Read in the light of Merrell Dow, the ineluctable implication from Thompson, 484 U.S. 174, 108 S. Ct. 513, is that no federal question jurisdiction exists in the case at bar. That is, Thompson closes the first Franchise Tax Board jurisdictional door on PKPA cases of the instant sort, and then Merrell Dow simultaneously slams shut the second portal. Namely, if the PKPA creates no federal cause of action on which plaintiff can bring suit, his case then involves no substantial federal question, as the PKPA is the only federal law it implicates. See Rogers v. Platt, 814 F.2d 683, 689 (D.C.Cir.1987) ("Merrell Dow mirabile dictu converts [the Ninth Circuit's Thompson holding] that Congress intended no federal cause of action into a determination that there is no federal jurisdiction.").
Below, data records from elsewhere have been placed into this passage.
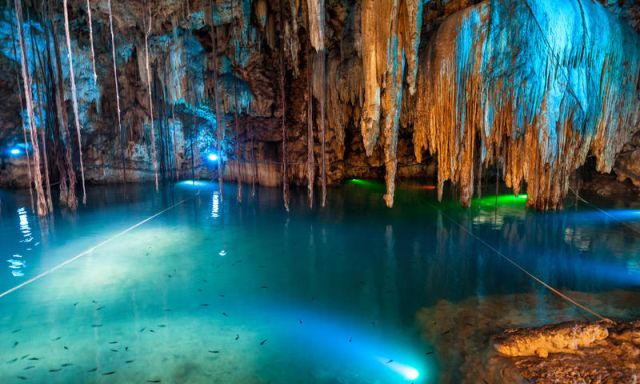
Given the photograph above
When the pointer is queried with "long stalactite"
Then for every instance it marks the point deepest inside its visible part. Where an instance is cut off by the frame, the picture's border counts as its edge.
(528, 82)
(154, 158)
(120, 132)
(41, 204)
(74, 99)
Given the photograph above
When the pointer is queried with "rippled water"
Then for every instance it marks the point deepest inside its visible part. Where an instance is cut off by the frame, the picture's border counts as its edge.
(214, 291)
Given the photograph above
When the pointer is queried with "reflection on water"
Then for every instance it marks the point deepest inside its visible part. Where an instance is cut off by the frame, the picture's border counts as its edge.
(219, 291)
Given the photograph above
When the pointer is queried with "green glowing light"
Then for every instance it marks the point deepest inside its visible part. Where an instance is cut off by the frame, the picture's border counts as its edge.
(502, 200)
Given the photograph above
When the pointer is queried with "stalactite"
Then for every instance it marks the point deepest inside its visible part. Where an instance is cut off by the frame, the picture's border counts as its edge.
(93, 55)
(153, 133)
(41, 204)
(316, 10)
(311, 163)
(120, 132)
(322, 59)
(69, 199)
(527, 81)
(390, 36)
(36, 66)
(220, 124)
(238, 159)
(283, 100)
(235, 118)
(74, 97)
(22, 122)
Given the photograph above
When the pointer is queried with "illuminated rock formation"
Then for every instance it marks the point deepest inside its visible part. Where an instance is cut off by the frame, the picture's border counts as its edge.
(530, 88)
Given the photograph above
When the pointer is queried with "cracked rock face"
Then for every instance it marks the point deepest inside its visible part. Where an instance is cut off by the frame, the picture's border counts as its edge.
(459, 85)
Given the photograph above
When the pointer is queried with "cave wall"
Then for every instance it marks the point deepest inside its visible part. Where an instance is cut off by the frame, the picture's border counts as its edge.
(411, 88)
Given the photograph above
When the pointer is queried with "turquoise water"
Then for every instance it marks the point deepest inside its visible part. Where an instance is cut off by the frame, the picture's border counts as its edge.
(214, 291)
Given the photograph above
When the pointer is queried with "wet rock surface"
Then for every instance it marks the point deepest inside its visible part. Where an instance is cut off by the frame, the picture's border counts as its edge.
(465, 334)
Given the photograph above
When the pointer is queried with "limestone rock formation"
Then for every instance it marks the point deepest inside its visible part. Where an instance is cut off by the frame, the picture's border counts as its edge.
(397, 88)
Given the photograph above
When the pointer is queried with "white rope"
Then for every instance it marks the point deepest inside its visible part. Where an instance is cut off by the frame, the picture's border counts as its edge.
(603, 211)
(515, 264)
(90, 250)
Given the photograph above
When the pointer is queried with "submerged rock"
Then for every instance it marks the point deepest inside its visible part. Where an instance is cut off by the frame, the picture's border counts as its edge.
(602, 352)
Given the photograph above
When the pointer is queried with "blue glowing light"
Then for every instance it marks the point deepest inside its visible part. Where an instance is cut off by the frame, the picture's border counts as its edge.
(406, 371)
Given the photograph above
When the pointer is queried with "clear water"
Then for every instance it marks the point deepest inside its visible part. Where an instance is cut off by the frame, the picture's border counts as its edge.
(214, 291)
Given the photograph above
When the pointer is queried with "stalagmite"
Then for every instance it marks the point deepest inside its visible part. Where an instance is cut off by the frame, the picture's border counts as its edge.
(41, 204)
(120, 133)
(74, 97)
(153, 132)
(93, 55)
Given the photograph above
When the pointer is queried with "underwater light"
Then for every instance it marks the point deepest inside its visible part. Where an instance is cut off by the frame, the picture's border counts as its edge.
(406, 371)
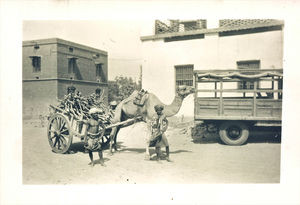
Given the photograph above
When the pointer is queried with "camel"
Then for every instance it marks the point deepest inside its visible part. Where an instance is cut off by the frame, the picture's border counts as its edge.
(126, 109)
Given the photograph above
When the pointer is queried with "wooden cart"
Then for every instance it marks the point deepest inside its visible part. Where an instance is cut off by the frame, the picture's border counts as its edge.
(232, 101)
(63, 126)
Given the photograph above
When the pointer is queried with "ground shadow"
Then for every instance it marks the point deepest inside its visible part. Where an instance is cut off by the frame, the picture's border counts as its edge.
(256, 136)
(143, 150)
(79, 147)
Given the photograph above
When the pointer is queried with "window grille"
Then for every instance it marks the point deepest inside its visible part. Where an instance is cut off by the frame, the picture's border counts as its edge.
(72, 65)
(98, 70)
(184, 75)
(36, 63)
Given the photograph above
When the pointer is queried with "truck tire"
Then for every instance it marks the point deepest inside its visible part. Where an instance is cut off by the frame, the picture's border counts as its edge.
(234, 132)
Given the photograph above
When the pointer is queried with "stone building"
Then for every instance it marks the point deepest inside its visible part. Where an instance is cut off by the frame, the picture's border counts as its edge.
(51, 65)
(173, 49)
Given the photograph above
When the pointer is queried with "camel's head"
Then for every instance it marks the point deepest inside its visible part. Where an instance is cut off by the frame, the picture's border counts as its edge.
(184, 90)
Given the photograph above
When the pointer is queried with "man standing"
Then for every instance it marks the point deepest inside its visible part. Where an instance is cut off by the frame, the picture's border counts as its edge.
(92, 139)
(159, 125)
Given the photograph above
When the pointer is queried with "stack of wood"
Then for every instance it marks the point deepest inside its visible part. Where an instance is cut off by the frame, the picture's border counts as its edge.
(78, 106)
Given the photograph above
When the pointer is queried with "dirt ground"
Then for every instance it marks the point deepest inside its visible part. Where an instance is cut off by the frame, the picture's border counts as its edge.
(205, 161)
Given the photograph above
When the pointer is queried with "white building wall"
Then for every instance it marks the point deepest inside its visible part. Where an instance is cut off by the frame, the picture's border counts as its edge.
(212, 52)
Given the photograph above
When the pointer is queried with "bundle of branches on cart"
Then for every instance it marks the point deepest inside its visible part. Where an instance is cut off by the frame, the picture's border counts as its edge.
(78, 106)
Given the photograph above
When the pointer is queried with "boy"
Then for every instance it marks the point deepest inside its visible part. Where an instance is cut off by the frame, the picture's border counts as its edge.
(159, 126)
(92, 139)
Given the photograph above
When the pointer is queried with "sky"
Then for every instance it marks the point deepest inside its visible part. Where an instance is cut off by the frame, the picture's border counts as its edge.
(120, 38)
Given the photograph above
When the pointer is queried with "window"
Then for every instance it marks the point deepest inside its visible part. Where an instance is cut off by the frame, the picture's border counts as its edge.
(253, 64)
(36, 63)
(184, 75)
(98, 69)
(72, 65)
(99, 72)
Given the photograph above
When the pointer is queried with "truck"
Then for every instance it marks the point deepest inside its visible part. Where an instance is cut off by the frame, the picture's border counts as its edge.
(232, 102)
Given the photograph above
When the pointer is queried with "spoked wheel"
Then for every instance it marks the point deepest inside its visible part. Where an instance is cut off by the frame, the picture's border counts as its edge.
(59, 133)
(234, 132)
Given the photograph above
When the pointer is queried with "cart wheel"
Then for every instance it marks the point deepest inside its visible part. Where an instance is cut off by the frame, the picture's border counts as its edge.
(234, 132)
(59, 133)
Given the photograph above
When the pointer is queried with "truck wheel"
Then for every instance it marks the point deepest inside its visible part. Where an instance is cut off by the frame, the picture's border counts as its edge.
(234, 132)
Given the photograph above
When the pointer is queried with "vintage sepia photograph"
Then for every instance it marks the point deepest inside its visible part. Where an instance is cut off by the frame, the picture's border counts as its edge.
(149, 102)
(197, 100)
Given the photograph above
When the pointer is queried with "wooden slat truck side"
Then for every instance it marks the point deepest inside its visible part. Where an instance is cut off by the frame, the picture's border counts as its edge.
(235, 100)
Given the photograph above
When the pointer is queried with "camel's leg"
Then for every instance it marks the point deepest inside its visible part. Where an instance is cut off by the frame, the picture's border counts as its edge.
(112, 138)
(115, 145)
(147, 142)
(147, 154)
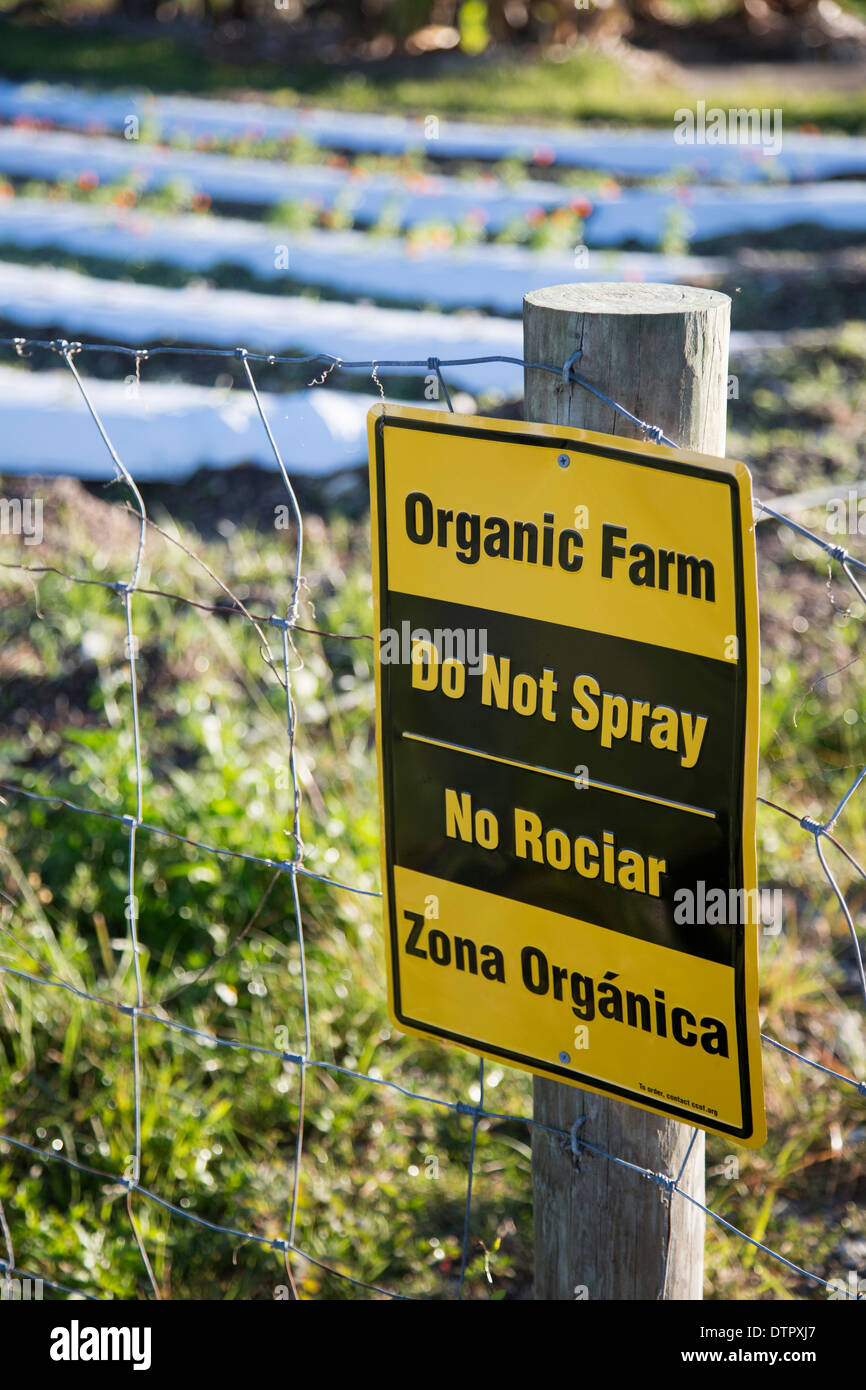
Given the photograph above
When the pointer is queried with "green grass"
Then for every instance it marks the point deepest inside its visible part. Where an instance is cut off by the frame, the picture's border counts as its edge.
(218, 1125)
(496, 88)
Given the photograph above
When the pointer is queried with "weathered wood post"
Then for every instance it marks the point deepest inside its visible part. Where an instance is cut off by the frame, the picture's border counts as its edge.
(662, 352)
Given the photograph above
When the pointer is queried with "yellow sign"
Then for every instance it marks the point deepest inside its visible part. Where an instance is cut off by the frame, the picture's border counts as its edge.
(567, 733)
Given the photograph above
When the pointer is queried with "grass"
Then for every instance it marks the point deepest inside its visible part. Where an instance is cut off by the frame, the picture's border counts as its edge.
(384, 1175)
(583, 86)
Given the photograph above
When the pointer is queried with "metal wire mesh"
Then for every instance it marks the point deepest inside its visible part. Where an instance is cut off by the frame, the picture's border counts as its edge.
(143, 1014)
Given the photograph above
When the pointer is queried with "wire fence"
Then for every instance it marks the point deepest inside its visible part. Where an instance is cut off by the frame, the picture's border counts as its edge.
(142, 1012)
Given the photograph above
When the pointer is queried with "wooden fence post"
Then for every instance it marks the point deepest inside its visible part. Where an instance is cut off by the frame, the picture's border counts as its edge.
(603, 1230)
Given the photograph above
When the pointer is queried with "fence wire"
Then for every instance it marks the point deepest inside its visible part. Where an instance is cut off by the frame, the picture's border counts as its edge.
(143, 1012)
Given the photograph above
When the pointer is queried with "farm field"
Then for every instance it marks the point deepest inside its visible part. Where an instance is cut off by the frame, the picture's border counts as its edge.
(302, 235)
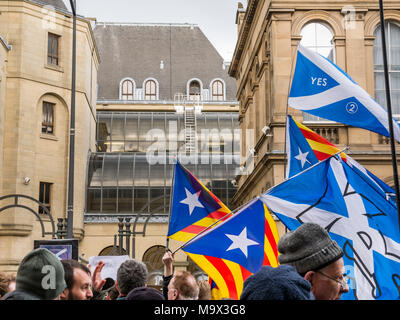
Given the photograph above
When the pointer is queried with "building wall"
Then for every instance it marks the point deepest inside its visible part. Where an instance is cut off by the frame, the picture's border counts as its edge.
(263, 64)
(4, 48)
(26, 151)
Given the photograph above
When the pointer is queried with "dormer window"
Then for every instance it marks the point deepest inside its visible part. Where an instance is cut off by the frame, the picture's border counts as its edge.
(127, 89)
(150, 90)
(217, 91)
(194, 90)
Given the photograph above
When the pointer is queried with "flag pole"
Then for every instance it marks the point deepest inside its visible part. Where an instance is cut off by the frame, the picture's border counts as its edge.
(171, 197)
(389, 107)
(287, 112)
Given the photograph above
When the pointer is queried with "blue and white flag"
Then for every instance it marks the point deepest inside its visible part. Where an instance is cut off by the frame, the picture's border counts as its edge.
(305, 148)
(356, 216)
(321, 88)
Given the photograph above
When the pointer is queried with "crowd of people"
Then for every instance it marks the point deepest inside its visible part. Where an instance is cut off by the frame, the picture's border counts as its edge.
(311, 268)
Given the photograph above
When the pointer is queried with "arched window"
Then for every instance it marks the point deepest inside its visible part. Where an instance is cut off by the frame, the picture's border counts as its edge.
(217, 90)
(319, 38)
(194, 90)
(153, 260)
(393, 56)
(150, 90)
(127, 89)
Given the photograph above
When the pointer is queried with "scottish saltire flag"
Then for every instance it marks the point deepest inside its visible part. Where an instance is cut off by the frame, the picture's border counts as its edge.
(355, 214)
(236, 248)
(304, 148)
(321, 88)
(194, 208)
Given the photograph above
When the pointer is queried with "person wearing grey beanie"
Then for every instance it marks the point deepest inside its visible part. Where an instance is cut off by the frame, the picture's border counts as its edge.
(40, 276)
(317, 258)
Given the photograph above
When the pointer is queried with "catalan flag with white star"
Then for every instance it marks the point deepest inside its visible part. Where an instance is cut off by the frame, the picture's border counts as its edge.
(194, 208)
(236, 248)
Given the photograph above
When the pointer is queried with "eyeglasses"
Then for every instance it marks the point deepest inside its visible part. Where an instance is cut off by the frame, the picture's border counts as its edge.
(342, 282)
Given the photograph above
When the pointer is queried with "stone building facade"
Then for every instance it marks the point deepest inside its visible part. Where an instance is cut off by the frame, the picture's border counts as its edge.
(35, 99)
(346, 32)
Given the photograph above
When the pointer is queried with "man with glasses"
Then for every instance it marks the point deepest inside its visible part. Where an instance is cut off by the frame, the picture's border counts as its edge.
(317, 258)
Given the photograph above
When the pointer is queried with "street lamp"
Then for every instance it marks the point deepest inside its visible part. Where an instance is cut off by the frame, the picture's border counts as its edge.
(70, 209)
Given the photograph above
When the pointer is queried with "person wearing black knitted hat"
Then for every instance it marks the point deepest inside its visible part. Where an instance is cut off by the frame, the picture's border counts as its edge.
(280, 283)
(317, 258)
(145, 293)
(40, 276)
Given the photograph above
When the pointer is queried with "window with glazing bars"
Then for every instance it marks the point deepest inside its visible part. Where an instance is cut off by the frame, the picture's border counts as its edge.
(44, 196)
(150, 90)
(127, 90)
(48, 118)
(217, 90)
(52, 49)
Thus, the Fourth Circuit's holding that the PKPA creates federal question jurisdiction, see Meade v. Meade, 812 F.2d 1473, 1476 (4th Cir. 1987); Hickey v. Baxter, 800 F.2d 430, 431 (4th Cir.1986), effectively has been overruled by Thompson.

[14] Congress identified a need "to establish national standards under which the courts of [different] jurisdictions will determine their jurisdiction to decide [custody] disputes and the effect to be given by each such jurisdiction to [custody] decisions by the courts of other such jurisdictions." Parental Kidnapping Prevention Act, Pub.L. No. 96-611, § 7(b), 94 Stat. 3566, 3569 (1980). Congress intended the PKPA, among other things, to "facilitate the enforcement of custody and visitation decrees of sister States." Parental Kidnapping Prevention Act, Pub.L. No. 96-611, § 7(c) (3), 94 Stat. 3566, 3569 (1980). As all fifty states now have adopted the Uniform Child Custody Jurisdiction Act ("UCCJA"), the need for uniformity addressed by the PKPA has been eroded.

[15] See supra at 175 and note 11. Even absent a PKPA or Full Faith and Credit Clause defense, the North Carolina court could conduct its own sua sponte inquiry into whether plaintiff's Virginia judgment would be entitled to enforcement. See Williams v. North Carolina, 325 U.S. at 234, 65 S. Ct. at 1097 (one state's jurisdictional determination "cannot ... foreclose reexamination by another state").

[16] See supra note 6.

[17] The court's decision to grant defendant's 12(b) (1) motion to dismiss moots defendant's 12(b) (6) motion to dismiss, as well as plaintiff's motions to strike and for default judgment. Absent subject matter jurisdiction under the PKPA, plaintiff cannot state a claim for which relief can be granted. See Thompson, 484 U.S. at 187, 108 S. Ct. at 520; supra note 13. Moreover, even assuming that defendant filed a late motion to dismiss, under Federal Rule of Civil Procedure 12(h) (3), the court must dismiss plaintiff's action "whenever it appears by suggestion of the parties or otherwise that the court lacks jurisdiction of the subject matter...." (emphasis added).